The reasonableness of this construction is additionally supported by the reasonable and logical expectations of an ordinary person of average understanding purchasing liability insurance to protect his or her assets in the event of an accident. While that purchaser could readily comprehend and understand the expressed condition of limiting the amount of coverage of multiple policies for a single loss to the highest limit of a single policy, that purchaser would reasonably and logically expect that such an explicit limitation would not implicitly apply to multiple losses covered by multiple policies. This is so because the purchaser's general expectation that the purchase of multiple liability policies should provide more liability protection for more losses is also reasonable and logical.

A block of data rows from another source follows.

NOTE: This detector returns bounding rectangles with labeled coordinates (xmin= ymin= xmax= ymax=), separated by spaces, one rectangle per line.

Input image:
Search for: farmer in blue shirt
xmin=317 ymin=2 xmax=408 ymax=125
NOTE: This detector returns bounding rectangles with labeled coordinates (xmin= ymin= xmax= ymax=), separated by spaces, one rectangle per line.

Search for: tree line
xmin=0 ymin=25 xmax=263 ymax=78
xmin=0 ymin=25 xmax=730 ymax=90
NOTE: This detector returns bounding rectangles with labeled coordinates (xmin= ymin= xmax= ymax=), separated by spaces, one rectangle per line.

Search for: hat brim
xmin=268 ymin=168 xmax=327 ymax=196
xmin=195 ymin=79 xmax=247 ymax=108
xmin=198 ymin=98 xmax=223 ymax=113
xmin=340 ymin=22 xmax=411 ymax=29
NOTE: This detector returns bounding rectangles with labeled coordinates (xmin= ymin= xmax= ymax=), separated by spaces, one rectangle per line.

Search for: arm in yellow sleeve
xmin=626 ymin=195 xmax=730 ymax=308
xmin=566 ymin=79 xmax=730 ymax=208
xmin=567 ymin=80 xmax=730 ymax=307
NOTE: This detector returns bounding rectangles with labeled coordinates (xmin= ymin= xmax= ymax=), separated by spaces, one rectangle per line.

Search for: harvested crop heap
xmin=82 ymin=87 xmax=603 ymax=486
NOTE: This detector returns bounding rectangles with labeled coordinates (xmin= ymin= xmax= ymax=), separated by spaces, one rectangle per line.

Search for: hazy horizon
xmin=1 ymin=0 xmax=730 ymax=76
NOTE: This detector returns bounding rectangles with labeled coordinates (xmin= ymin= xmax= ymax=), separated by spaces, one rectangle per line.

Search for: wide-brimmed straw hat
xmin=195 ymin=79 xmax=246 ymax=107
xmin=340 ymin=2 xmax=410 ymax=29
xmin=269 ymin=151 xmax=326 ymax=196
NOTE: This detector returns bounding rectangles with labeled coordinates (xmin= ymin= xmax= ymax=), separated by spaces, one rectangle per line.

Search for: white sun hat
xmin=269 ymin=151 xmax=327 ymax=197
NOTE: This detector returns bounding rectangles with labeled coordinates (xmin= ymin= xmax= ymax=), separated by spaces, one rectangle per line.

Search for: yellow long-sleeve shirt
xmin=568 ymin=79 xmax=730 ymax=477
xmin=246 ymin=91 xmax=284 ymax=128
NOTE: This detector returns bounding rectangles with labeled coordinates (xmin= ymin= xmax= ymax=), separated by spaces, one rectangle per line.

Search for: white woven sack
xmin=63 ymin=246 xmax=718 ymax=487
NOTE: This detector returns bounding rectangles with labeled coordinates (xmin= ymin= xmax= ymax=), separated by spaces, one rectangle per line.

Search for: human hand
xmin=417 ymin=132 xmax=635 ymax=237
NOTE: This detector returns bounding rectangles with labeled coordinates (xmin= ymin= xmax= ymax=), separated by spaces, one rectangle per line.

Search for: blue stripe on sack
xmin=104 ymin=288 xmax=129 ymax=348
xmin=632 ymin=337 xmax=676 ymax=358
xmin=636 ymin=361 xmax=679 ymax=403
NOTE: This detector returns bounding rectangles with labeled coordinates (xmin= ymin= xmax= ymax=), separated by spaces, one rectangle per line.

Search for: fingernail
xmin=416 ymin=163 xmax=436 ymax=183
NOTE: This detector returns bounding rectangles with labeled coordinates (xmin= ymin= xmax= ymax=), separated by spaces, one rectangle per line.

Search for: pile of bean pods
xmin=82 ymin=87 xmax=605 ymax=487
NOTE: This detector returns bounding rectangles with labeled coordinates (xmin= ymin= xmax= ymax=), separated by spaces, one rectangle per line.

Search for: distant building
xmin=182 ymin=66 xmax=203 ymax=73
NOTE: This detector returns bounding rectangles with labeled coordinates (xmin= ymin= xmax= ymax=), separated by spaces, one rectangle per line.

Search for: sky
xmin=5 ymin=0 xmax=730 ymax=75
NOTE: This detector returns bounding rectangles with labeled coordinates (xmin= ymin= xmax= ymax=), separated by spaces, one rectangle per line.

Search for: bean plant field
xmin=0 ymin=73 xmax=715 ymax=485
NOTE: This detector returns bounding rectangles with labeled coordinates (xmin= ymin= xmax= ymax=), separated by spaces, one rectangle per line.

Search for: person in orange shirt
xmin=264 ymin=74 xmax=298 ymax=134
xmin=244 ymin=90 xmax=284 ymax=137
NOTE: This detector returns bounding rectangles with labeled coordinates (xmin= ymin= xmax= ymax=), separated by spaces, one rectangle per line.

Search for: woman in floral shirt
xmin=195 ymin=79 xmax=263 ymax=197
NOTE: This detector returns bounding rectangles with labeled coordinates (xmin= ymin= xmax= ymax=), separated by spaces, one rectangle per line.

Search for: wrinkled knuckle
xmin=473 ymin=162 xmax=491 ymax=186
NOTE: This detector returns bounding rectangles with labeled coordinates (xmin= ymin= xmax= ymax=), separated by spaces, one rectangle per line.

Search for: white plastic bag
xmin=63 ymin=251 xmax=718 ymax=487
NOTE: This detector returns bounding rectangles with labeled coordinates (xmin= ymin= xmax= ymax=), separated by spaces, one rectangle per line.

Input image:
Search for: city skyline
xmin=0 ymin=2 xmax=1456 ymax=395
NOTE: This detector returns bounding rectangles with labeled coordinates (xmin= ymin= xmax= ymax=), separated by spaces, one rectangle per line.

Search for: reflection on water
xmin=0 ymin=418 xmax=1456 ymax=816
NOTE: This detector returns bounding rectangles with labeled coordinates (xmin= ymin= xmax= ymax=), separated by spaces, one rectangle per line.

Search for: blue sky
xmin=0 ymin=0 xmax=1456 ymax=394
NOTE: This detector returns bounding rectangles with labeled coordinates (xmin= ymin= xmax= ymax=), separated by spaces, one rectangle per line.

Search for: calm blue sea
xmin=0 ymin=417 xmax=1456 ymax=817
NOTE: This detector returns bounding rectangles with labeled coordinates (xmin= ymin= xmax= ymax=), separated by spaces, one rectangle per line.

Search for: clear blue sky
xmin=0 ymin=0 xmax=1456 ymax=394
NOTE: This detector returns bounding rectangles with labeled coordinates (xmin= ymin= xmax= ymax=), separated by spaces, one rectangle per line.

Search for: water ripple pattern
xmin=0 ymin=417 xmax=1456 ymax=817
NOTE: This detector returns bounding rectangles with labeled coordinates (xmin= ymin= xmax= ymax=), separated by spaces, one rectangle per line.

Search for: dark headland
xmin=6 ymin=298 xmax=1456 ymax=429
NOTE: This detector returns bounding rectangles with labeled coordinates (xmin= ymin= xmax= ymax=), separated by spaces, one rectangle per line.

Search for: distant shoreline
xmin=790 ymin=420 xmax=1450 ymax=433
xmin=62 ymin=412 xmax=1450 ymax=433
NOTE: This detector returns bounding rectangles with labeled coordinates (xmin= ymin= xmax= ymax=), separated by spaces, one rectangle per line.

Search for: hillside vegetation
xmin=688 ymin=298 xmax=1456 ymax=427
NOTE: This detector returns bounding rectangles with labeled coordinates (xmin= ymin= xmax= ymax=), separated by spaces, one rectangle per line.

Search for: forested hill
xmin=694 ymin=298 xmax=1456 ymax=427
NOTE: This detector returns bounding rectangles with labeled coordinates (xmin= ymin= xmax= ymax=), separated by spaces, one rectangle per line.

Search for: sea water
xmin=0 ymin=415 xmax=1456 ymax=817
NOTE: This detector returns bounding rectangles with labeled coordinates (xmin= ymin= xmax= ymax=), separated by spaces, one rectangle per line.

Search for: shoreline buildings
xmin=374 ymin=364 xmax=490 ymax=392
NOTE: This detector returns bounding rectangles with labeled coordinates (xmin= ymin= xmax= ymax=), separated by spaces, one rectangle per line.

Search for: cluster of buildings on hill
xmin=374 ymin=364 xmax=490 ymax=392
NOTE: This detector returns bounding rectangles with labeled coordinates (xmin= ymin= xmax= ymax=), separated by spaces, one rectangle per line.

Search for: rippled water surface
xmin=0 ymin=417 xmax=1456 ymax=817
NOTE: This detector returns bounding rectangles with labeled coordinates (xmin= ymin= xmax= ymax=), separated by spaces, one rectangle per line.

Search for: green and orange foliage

In finding that the Lesters' proffered construction of the OSI clause is reasonable, we need not consider whether any other constructions, as Shelter suggests, "could easily" be found to be reasonable. Similarly, because we view the language of the policy through the eyes of an ordinary person of average understanding purchasing insurance, Shelter's intended purpose for the OSI clause is irrelevant to our inquiry.

Based on the foregoing, the inexorable conclusion is that "a single loss" as used in the triggering phrase of the OSI clause is, at a minimum, reasonably open to different constructions and is, therefore, ambiguous. See Mendenhall , 375 S.W.3d at 92. As such, we must resolve the ambiguity in favor of Insured. See id. So construed, we conclude that the OSI clause was not triggered under the facts here and does not apply to limit the coverage of the Shelter policies.

*284Accordingly, Shelter's first point is denied. Its second point is moot to the extent it argues that other provisions of the Shelter policies do not create ambiguities when read in conjunction with the OSI clause. To the extent that Shelter's second point argues that the OSI clause is not ambiguous on its face, it is without merit and is also denied.

Decision

The trial court's judgment is affirmed.